Durante sua fala, o presidente brasileiro condenou a nova leva de punições anunciadas pelo governo de Donald Trump, que afetam autoridades brasileiras. Ele enfatizou que não há justificativa para tais medidas e que a ingerência em assuntos internos do Brasil é “inaceitável”. Lula também se referiu ao processo judicial contra o ex-presidente Jair Bolsonaro, ressaltando que houve amplo direito de defesa, o que contrasta com práticas de regimes autoritários.

Críticas ao Multilateralismo

Lula abordou a situação em Gaza, afirmando que “nada justifica o genocídio em curso” e criticou o uso da fome como arma de guerra. Ele expressou solidariedade aos judeus que se opõem à violência israelense e pediu uma solução pacífica para o conflito, com a criação de um Estado palestino. O presidente brasileiro também fez um apelo à comunidade internacional para que reavalie suas prioridades, sugerindo que os gastos com guerras sejam reduzidos em favor do desenvolvimento.

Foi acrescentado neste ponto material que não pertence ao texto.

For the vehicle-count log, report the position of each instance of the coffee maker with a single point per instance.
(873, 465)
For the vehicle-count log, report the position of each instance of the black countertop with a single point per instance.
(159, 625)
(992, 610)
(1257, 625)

Após o discurso de Lula, Donald Trump subiu ao palco e ignorou as críticas, destacando os avanços de seu governo e chamando seu período atual de “idade dourada”. O presidente americano não respondeu diretamente às preocupações levantadas por Lula, mas reafirmou sua visão sobre a economia dos Estados Unidos.

Expectativas de Encontro

Embora haja expectativa de que Lula e Trump se cruzem nos corredores da ONU, um encontro bilateral não está agendado. A Assembleia marca os 80 anos da ONU, e o secretário-geral António Guterres encerrou a abertura defendendo o multilateralismo em um momento de crescente tensão global. O discurso de Lula foi recebido com aplausos, refletindo a importância de sua mensagem em defesa da soberania e da democracia em um mundo cada vez mais polarizado.